O Curupira - um estudo de 1887 - Parte 01


"LENDAS MYTHOLOGICAS

O Korupira

Entre os differentes mythos brazileiros é incontestavelmente o mais antigo o do Kurupira, companheiro inseparavel das crenças populares de todos por onde se extendeu o abanhecenga, ou lingua geral, pelo que parece ser verdadeiramente indigena, senão antes, legado pela população primitiva que habitou o Brazil, em épocas anti-Colombianas e que descendia dos invasores Asiaticos.

Nos Nahuas passou aos Karaibas e destes aos Tupis e Guaranis. Parece ser uma das divindades secundarias sujeitas a Tlaloc. Como as que presidiam os ventos, as chuvas, a abundancia, o milho, as montanhas, havia tambem a que presidia e protegia as florestas.

Por Venezuela, pelas Guyanas, pelo Perú e pelo Paraguay estende-se o dominio do Korupira; vae do Karaiba até o Guarani.

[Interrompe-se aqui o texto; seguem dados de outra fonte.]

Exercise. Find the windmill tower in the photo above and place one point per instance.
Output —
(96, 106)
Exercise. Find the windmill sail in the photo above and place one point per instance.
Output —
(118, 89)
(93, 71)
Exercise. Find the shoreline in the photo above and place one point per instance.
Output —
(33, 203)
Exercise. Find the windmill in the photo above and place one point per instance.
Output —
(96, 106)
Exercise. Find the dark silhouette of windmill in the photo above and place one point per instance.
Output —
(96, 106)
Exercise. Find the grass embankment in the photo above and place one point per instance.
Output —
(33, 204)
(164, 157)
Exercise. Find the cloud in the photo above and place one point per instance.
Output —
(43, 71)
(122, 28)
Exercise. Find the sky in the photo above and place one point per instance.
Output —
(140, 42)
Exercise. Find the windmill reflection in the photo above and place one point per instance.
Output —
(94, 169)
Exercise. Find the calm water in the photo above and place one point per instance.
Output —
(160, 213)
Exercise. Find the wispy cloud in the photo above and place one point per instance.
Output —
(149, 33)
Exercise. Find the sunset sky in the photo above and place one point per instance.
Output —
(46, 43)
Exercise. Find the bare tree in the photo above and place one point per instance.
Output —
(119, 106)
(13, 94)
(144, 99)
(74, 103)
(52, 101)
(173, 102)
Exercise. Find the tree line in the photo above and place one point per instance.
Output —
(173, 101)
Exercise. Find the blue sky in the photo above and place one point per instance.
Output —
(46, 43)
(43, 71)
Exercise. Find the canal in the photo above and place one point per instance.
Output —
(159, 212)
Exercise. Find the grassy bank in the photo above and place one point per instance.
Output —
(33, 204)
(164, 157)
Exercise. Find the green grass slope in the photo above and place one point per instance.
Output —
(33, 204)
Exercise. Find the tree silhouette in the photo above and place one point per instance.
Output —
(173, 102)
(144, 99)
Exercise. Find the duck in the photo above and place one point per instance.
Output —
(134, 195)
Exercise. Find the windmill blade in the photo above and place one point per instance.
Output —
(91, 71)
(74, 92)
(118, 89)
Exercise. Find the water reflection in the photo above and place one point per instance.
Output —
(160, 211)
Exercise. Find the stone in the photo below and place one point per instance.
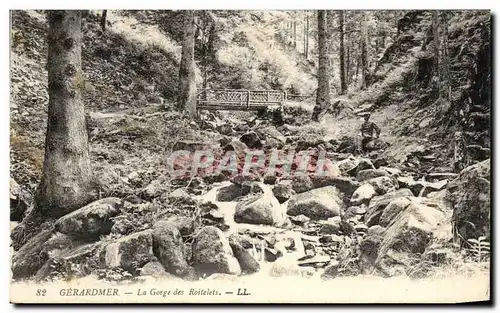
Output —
(370, 173)
(383, 184)
(348, 165)
(363, 194)
(184, 224)
(156, 270)
(300, 219)
(211, 253)
(301, 183)
(345, 185)
(283, 191)
(228, 193)
(320, 203)
(260, 209)
(251, 140)
(131, 252)
(20, 201)
(91, 221)
(271, 255)
(247, 262)
(331, 271)
(168, 248)
(28, 260)
(378, 203)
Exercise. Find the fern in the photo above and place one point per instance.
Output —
(479, 248)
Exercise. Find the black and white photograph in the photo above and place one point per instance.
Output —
(250, 156)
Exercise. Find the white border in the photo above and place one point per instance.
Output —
(189, 4)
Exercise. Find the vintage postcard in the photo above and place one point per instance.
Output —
(246, 156)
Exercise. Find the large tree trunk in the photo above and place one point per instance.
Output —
(103, 20)
(67, 182)
(187, 75)
(435, 33)
(343, 85)
(364, 52)
(323, 92)
(307, 36)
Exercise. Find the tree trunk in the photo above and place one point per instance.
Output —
(67, 182)
(435, 34)
(187, 75)
(294, 34)
(343, 85)
(364, 52)
(323, 92)
(307, 36)
(103, 20)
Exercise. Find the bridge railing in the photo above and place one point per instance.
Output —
(237, 99)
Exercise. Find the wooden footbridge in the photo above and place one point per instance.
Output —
(239, 99)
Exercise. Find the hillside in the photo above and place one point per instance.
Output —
(408, 205)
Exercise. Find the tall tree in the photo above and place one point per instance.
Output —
(323, 91)
(187, 76)
(343, 85)
(435, 35)
(67, 180)
(364, 50)
(103, 19)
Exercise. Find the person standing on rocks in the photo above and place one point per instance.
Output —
(369, 131)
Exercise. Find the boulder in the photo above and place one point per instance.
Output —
(156, 270)
(301, 183)
(471, 199)
(131, 252)
(320, 203)
(29, 259)
(348, 165)
(91, 221)
(370, 173)
(247, 262)
(213, 254)
(260, 209)
(228, 193)
(378, 204)
(169, 248)
(251, 140)
(283, 191)
(363, 194)
(383, 184)
(408, 237)
(393, 209)
(184, 224)
(345, 185)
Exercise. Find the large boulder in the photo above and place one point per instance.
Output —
(393, 251)
(247, 262)
(370, 173)
(29, 259)
(378, 204)
(345, 185)
(211, 253)
(261, 208)
(91, 221)
(363, 194)
(393, 209)
(251, 140)
(471, 198)
(320, 203)
(169, 248)
(131, 252)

Anchieta (1560), Fernão Cardin (1584), Laet (1640) e Acuña (1641) fallaram e acreditaram mesmo em sua existencia. A civilisação invadindo os centros em que a rusticidade se aninha e devassando os sertões, tem modificado ou feito desapparecer não só as lendas e contos primitivos, como a língua, envolvidos na onda do esquecimento.

Entre elles vae tambem desapparecendo a do Korupira, adulterada aqui, confundida ali, e por toda a parte mais ou menos modificada segundo o cunho especial do meio em que existe e os emprestimos que a civilisação lhe tem feito.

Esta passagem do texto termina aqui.